Quantitative metrics for age-shifting and racial representation are similarly operationalized as the empirical fraction of outputs that exhibit shifts (e.g., wrinkles added, race changed). Formally,

$$P(\text{wrinkles added}) = \frac{\#\{\text{outputs with wrinkles added}\}}{1200}$$

These metrics yield empirical, reproducible summaries that can be cross-compared with expert audits.

3. Comparison to Expert Provider Audits

Empirical alignment between participatory and expert-led audits is a central validation axis:

• For stereotypically gendered roles (e.g., “rapper,” “nail technician”), group-wise frequency statistics between teenagers and experts tightly match (e.g., teens: 96% “rapper” outputs were masculine; experts: ~94–100%).
• Both groups identify systematic up-aging for authority figures (e.g., “president” images older/more masculine).
• Expert re-coding (Fleiss’s $\kappa \approx 0.65$) confirms that non-expert annotations are credible, and frequency counts are robust.

This triangulation demonstrates that, with structured scaffolding, participatory audits can replicate core empirical findings of professional audits and may extend the audit lens to new harm dimensions not usually surfaced in expert practice.

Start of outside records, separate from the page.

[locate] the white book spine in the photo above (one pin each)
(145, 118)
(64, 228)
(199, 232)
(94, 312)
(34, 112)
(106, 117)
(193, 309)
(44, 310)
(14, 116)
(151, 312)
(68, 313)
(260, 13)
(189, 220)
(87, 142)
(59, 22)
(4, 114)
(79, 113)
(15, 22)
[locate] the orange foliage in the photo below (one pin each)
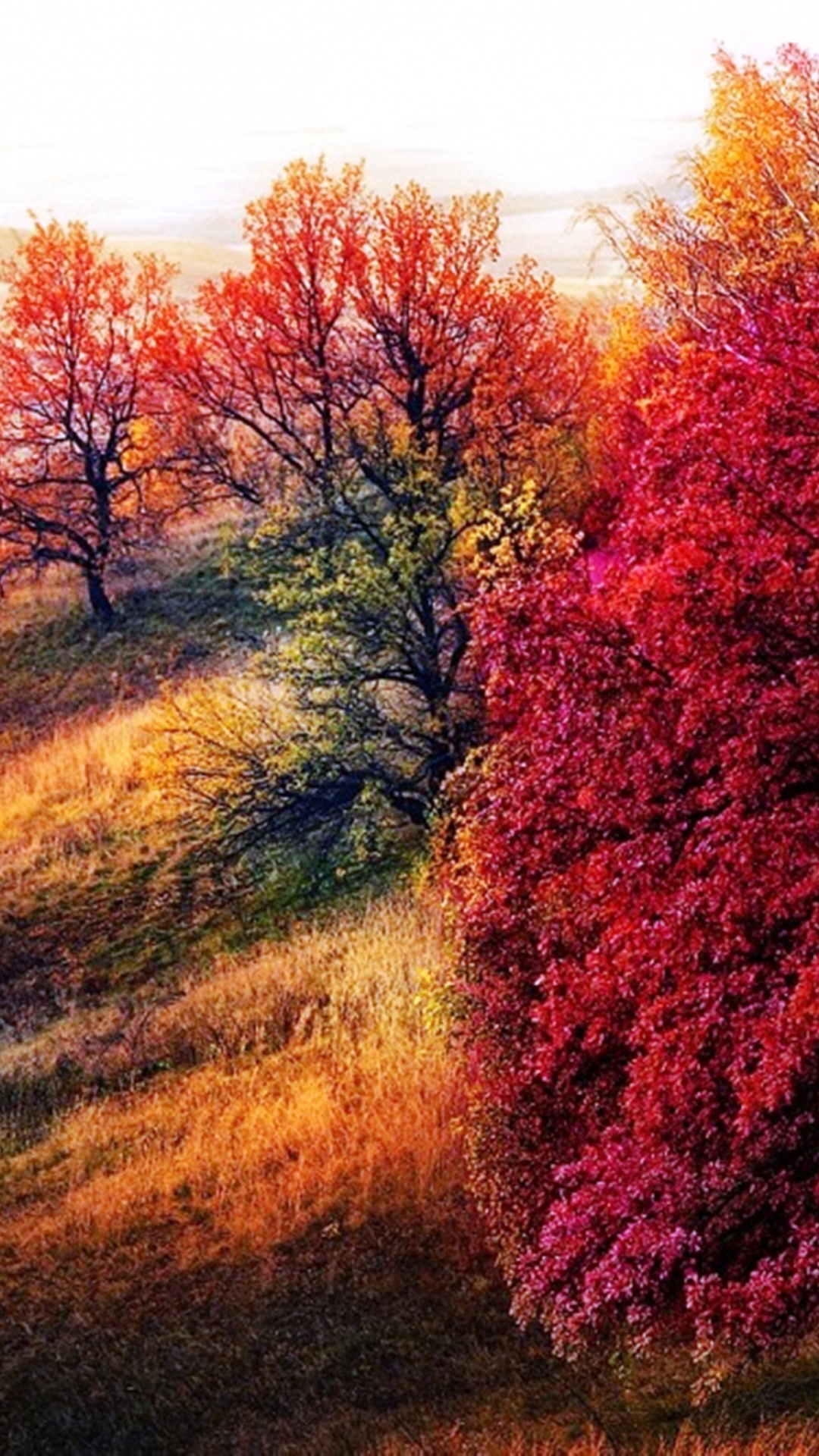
(85, 416)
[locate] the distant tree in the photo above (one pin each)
(751, 223)
(394, 403)
(85, 428)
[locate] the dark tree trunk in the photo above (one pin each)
(98, 598)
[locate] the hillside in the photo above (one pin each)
(234, 1210)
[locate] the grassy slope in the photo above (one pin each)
(232, 1207)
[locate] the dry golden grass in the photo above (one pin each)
(356, 1114)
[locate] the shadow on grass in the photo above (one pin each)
(184, 619)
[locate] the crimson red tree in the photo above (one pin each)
(635, 874)
(86, 438)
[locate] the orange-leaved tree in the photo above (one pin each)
(751, 223)
(88, 453)
(395, 402)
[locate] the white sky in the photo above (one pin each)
(168, 115)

4. Methodological Insights: Non-Expert Appropriation and Novel Harm Dimensions

Participatory audits differ from professional ones not only in expertise but also in perspective and criteria formation:

• Audit Criteria Development: Auditors incorporate lived experiences and new hypothesized harms (e.g., teens foregrounded age bias and occupational representation).
• Balancing Social/Technical Considerations: Technical protocol (standardized spreadsheet, parameter control) ensures compact data collection and management. Simultaneously, open debate and reflection elicit nuanced social interpretations—including explicit interrogation of auditors’ own stereotypes.
• Surfacing New Axes of Harm: Participatory groups identified age as a salient and underexplored bias, analyzing wrinkles and gray hair frequency by occupation—dimensions not regularly included in professional audits.

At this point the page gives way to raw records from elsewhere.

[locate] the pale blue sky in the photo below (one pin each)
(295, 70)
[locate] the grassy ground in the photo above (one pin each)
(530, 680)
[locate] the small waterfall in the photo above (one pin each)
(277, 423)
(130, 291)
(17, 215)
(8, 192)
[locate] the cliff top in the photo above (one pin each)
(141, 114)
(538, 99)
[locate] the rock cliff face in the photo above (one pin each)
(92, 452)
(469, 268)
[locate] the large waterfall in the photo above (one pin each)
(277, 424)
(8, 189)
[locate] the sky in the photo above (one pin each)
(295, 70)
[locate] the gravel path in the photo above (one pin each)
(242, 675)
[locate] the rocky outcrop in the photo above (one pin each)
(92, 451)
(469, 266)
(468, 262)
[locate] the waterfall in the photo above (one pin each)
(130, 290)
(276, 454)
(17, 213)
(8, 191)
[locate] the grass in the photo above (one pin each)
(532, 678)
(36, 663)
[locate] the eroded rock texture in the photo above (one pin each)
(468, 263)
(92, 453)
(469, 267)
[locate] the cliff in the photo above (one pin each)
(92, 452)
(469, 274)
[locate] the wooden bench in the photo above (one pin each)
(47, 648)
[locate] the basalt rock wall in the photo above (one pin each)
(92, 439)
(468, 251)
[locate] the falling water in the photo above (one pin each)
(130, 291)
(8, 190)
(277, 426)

These methodological novelties reinforce the argument that non-expert involvement injects both construct validity and alternative critical perspectives into the auditing canon (Morales-Navarro et al., 6 Aug 2025).

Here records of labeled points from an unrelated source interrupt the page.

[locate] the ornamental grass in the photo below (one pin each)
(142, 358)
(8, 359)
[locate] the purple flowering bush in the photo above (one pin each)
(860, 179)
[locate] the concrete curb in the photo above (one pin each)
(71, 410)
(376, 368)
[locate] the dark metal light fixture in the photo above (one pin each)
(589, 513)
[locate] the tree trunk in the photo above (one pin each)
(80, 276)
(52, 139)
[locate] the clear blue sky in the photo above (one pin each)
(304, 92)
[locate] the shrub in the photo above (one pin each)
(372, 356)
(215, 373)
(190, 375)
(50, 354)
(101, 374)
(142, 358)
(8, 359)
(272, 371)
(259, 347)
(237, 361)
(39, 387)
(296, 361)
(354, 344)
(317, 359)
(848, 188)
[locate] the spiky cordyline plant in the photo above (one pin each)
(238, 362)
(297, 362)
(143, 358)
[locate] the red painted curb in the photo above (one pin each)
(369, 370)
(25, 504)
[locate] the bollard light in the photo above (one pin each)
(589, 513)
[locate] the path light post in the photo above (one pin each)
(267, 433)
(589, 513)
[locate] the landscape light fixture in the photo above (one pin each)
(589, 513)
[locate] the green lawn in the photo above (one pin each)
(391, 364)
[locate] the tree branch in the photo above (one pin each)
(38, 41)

5. Implications for Auditing Frameworks, AI Literacy, and Ecosystem Design

Participatory audits suggest concrete directions for algorithmic auditing research and governance ecosystems:

• Audit Tooling: Embedding audit modes (batch runners, annotation widgets, automated metric calculators) into ubiquitous digital platforms can facilitate non-expert audits at scale.
• K–12 AI Literacy: Algorithmic auditing is tractable as a high-school project module, connecting technical skills with critical inquiry and peer-driven reporting. Formats such as TikTok audit explainers leverage youth fluency and engagement.
• Research and Governance Expansion: Regular participation of non-experts in audits validates that “everyday” or crowdsourced auditing is viable beyond expert enclaves. The engagement surfaces new questions (e.g., age bias) and broadens the concept of algorithmic harm.

A broader implication is that participatory auditing enables reflective loops: auditors both confirm existing harms and originate new audit dimensions, thereby driving iterative improvement of audit methodologies and AI systems themselves.

6. Synthesis: Participatory Auditing within the Algorithmic Audit Ecosystem

This participatory case study confirms that full-cycle, scaffolded audits executed by non-experts are methodologically sound and capable of surfacing, quantifying, and communicating representational harms in black-box AI systems (Morales-Navarro et al., 6 Aug 2025). With structured five-step processes, collaborative data collection, divergence-aware annotation, and peer-to-peer reporting, the participatory paradigm complements and enhances professional auditing. It both expands the auditable set of harms and empowers broader publics to engage in the empirical critique of sociotechnical systems. As algorithmic decision-making diffuses into daily life, scalable and inclusive auditing frameworks become necessary for both rigorous accountability and robust AI literacy.